A flexible check layer for pytest
A cleaner approach is to keep the dataclass focused on storing results and move validation logic into a dedicated comparison function. That function takes a mapping of field names to custom checks. If a field has a rule, it runs the rule; if not, it uses equality when an expected value is provided. If the expected value is None and no rule is given, the field is skipped.
from dataclasses import dataclass, fields
from typing import Optional, Callable, Any
@dataclass(slots=True)
class VrpOutcome:
engine_time: Optional[float] = None
sum_travel_time: Optional[int] = None
leg_durations: Optional[list[int]] = None
path_nodes: Optional[list[list[int]]] = None
def __post_init__(self):
if self.leg_durations is not None and self.sum_travel_time is None:
self.sum_travel_time = sum(self.leg_durations)
def review_outcomes(actual: VrpOutcome,
expected: VrpOutcome,
rules_map: dict[str, Callable[[Any], bool]] = None):
rules_map = rules_map or {}
for fld in fields(VrpOutcome):
val_actual = getattr(actual, fld.name)
val_expected = getattr(expected, fld.name)
if fld.name in rules_map:
if not rules_map[fld.name](val_actual):
return False, f"{fld.name} failed check: Got {val_actual}"
elif val_expected is not None and val_actual != val_expected:
return False, f"{fld.name} does not match: Expected {val_expected}, got {val_actual}"
return True, ""
Example: threshold-based acceptance
When the exact optimum is unknown but a bound is acceptable, you can express that as a predicate for the field in question. The assertion remains a single line with a helpful failure message.
def test_case_three():
case_data, expected_outcome = build_case()

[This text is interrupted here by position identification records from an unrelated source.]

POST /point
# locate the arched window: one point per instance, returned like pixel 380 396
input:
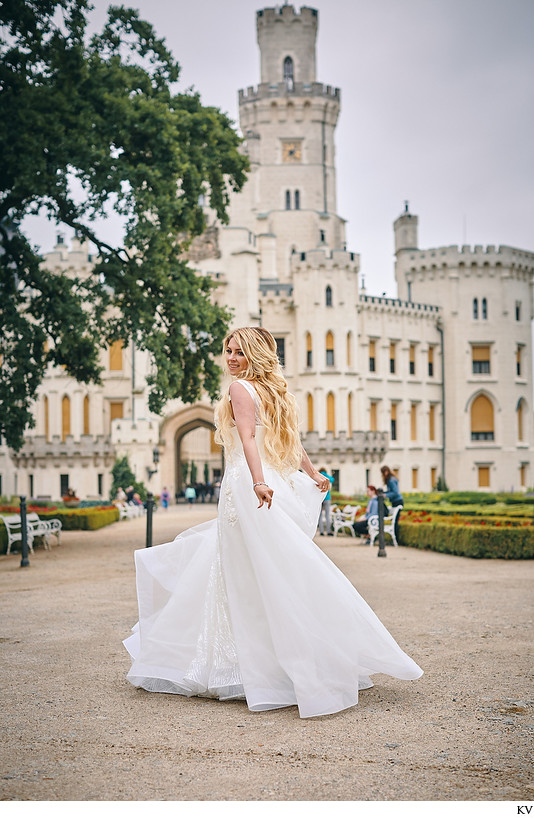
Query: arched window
pixel 520 419
pixel 331 413
pixel 115 356
pixel 309 402
pixel 329 349
pixel 46 418
pixel 309 350
pixel 86 415
pixel 65 417
pixel 482 419
pixel 289 76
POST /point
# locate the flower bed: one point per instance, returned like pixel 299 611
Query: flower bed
pixel 469 539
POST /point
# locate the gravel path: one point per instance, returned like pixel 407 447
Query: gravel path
pixel 72 728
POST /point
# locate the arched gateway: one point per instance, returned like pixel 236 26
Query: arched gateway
pixel 172 433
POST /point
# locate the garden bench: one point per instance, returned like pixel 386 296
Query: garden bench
pixel 344 518
pixel 45 528
pixel 14 531
pixel 389 525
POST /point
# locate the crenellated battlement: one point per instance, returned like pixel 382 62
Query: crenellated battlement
pixel 397 305
pixel 267 90
pixel 326 259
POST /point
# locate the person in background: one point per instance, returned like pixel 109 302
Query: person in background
pixel 165 498
pixel 361 526
pixel 324 517
pixel 392 492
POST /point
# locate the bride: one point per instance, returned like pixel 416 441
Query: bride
pixel 247 606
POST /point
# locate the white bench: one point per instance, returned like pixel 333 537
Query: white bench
pixel 14 531
pixel 389 525
pixel 45 528
pixel 344 518
pixel 35 528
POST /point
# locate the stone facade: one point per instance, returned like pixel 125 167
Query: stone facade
pixel 436 383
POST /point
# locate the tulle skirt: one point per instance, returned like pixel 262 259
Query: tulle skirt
pixel 248 606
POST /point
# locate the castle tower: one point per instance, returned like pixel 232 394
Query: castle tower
pixel 288 122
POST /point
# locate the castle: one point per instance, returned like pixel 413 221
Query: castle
pixel 437 383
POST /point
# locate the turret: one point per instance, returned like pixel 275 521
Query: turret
pixel 406 231
pixel 287 44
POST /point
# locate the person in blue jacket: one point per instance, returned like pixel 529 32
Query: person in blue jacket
pixel 361 526
pixel 392 492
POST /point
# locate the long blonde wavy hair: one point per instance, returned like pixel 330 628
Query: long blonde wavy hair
pixel 278 408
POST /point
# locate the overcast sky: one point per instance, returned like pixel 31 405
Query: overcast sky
pixel 437 107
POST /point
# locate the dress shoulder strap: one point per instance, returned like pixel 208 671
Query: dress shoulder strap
pixel 249 388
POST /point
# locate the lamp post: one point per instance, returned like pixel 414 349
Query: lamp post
pixel 381 543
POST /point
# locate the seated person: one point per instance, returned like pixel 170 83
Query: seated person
pixel 360 526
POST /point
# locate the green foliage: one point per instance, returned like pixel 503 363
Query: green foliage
pixel 508 543
pixel 88 126
pixel 123 476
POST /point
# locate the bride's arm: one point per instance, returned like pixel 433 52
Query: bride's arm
pixel 321 480
pixel 244 413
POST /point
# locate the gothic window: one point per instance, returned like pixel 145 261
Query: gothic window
pixel 329 349
pixel 413 422
pixel 116 410
pixel 372 356
pixel 392 357
pixel 330 413
pixel 281 350
pixel 393 422
pixel 86 415
pixel 481 360
pixel 309 402
pixel 309 350
pixel 520 411
pixel 115 356
pixel 482 420
pixel 432 423
pixel 289 77
pixel 431 361
pixel 373 417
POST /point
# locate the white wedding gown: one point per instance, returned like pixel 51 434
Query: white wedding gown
pixel 247 606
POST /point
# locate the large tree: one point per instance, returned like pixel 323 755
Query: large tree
pixel 90 125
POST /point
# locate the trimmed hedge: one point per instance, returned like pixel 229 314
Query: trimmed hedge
pixel 71 519
pixel 510 543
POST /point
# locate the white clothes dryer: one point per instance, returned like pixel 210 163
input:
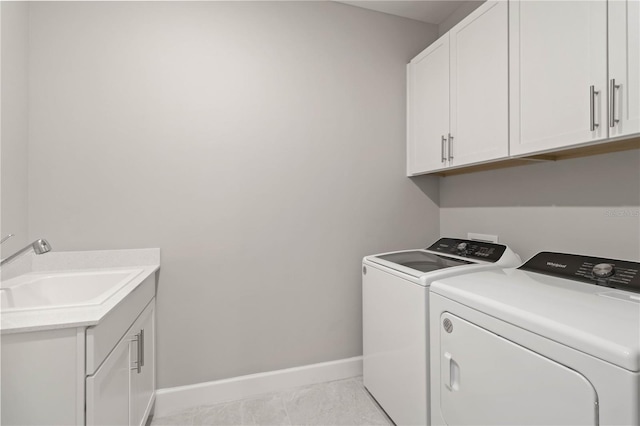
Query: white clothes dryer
pixel 395 291
pixel 553 342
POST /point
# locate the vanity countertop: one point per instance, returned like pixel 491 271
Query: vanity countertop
pixel 147 261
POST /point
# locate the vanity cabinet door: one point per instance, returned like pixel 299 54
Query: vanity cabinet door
pixel 624 67
pixel 108 390
pixel 558 74
pixel 143 379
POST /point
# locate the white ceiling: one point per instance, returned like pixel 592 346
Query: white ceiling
pixel 431 12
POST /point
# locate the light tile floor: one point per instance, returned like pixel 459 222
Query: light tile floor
pixel 343 402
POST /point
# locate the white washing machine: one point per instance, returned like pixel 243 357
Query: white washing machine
pixel 553 342
pixel 395 291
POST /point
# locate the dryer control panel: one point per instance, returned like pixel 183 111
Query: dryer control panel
pixel 480 250
pixel 621 274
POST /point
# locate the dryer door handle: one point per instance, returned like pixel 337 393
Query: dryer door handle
pixel 453 369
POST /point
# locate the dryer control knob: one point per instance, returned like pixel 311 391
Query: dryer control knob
pixel 603 270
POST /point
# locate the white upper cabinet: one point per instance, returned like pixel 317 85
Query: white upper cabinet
pixel 458 95
pixel 558 66
pixel 479 86
pixel 624 67
pixel 428 108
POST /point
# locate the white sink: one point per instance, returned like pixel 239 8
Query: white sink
pixel 53 290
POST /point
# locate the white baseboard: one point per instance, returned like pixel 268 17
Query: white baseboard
pixel 169 400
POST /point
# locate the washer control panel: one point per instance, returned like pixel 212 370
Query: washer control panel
pixel 488 252
pixel 621 274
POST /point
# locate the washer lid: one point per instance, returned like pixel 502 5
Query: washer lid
pixel 419 261
pixel 599 321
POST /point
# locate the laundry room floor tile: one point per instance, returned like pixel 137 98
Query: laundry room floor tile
pixel 343 402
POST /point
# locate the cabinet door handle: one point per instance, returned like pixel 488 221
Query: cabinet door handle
pixel 592 107
pixel 612 97
pixel 137 363
pixel 141 348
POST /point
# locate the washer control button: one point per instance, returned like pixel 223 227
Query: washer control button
pixel 603 270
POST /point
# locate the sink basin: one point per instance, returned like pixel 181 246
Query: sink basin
pixel 54 290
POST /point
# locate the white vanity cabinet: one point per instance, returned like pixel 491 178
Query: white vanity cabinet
pixel 100 374
pixel 121 391
pixel 458 95
pixel 558 65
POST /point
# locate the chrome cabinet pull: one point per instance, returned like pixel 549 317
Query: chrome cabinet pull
pixel 142 348
pixel 612 97
pixel 12 235
pixel 137 364
pixel 592 107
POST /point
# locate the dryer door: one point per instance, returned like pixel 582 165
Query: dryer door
pixel 486 379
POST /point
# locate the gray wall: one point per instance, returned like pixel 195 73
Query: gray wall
pixel 585 205
pixel 260 145
pixel 14 124
pixel 458 15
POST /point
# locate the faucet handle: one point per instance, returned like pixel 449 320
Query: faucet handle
pixel 6 238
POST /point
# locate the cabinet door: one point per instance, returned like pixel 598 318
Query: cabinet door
pixel 428 108
pixel 557 52
pixel 480 86
pixel 143 379
pixel 624 67
pixel 108 389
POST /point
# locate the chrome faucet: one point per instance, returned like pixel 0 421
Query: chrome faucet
pixel 39 247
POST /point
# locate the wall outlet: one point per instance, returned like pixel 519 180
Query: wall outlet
pixel 482 237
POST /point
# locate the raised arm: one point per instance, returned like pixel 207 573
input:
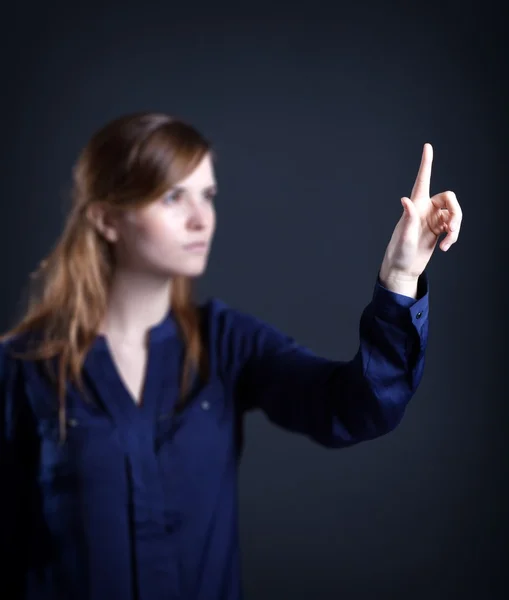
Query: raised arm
pixel 336 403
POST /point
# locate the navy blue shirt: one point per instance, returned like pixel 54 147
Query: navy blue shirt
pixel 140 502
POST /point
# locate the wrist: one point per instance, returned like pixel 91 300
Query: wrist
pixel 399 283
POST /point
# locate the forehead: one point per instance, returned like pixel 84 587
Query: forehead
pixel 202 176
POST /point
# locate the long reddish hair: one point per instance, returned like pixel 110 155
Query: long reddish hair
pixel 127 164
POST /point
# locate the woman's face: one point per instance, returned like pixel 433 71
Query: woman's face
pixel 172 235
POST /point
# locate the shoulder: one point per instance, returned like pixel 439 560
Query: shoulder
pixel 234 329
pixel 223 319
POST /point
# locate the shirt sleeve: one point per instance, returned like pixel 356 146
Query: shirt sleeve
pixel 336 403
pixel 14 497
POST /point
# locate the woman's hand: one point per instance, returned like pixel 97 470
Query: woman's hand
pixel 416 234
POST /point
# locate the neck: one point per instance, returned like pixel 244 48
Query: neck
pixel 137 302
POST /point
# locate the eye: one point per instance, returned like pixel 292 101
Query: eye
pixel 173 196
pixel 210 195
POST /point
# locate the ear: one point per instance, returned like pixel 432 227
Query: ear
pixel 104 220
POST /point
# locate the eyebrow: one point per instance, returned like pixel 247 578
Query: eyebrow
pixel 208 188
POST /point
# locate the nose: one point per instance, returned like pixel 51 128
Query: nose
pixel 197 216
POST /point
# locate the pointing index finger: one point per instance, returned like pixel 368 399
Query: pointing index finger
pixel 422 181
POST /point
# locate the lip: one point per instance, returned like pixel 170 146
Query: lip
pixel 196 247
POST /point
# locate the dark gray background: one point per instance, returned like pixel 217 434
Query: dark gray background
pixel 318 115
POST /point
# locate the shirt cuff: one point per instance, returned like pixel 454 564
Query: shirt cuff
pixel 400 309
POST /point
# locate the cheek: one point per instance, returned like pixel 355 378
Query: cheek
pixel 157 232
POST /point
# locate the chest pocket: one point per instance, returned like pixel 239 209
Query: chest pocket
pixel 201 429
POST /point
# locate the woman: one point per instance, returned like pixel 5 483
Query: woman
pixel 122 400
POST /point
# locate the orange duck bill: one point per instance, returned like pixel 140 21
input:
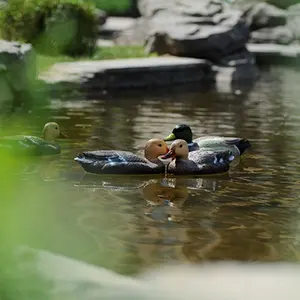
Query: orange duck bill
pixel 169 154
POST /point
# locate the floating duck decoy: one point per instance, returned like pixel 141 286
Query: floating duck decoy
pixel 235 144
pixel 201 162
pixel 33 145
pixel 125 162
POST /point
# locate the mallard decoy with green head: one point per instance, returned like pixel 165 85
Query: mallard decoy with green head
pixel 235 144
pixel 197 162
pixel 33 145
pixel 125 162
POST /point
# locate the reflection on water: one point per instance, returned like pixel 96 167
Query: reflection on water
pixel 128 223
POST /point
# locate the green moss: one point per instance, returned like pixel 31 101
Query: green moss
pixel 52 26
pixel 45 62
pixel 113 5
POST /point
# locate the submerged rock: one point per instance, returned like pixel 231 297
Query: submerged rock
pixel 207 29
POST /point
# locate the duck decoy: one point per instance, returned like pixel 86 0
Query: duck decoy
pixel 235 144
pixel 201 162
pixel 33 145
pixel 125 162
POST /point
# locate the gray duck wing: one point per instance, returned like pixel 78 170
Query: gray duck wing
pixel 241 143
pixel 109 156
pixel 116 162
pixel 211 157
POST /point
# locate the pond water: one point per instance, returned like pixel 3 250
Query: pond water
pixel 125 223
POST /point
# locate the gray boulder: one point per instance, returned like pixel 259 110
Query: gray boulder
pixel 207 29
pixel 17 71
pixel 277 35
pixel 268 24
pixel 261 15
pixel 293 13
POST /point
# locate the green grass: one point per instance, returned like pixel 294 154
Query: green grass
pixel 45 62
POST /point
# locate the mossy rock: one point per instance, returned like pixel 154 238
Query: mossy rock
pixel 52 26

predicted_outcome = run_vrp(case_data)
acceptance = {
"sum_travel_time": lambda v: v < 20 # anything under 20 is acceptable
}
ok, msg = review_outcomes(predicted_outcome, expected_outcome, acceptance)
assert ok, msg
If you prefer expressing intent with operators rather than ad-hoc lambdas, you can use an operator such as lt instead of equality for specific fields and wire that into the same comparison layer.
Why this matters
Separating storage from validation keeps the model simple and your tests expressive. You can tailor checks per scenario without bloating the data structure or coupling it to testing concerns. The approach scales from exact structural comparisons, like matching route lists, to looser constraints, like time thresholds, while preserving clear, field-specific failure messages.
Takeaways
Use a dataclass to hold VRP results and compute derived values such as total travel time in a single place. Move assertions into a dedicated function that applies per-field predicates when provided and falls back to equality when expectations are explicit. Keep expected values as None to skip checks on a field, and define concise per-scenario rules to match how the optimizer is actually evaluated. This way, pytest stays readable, diagnostics are precise, and your test suite reflects the real acceptance criteria of your optimization logic.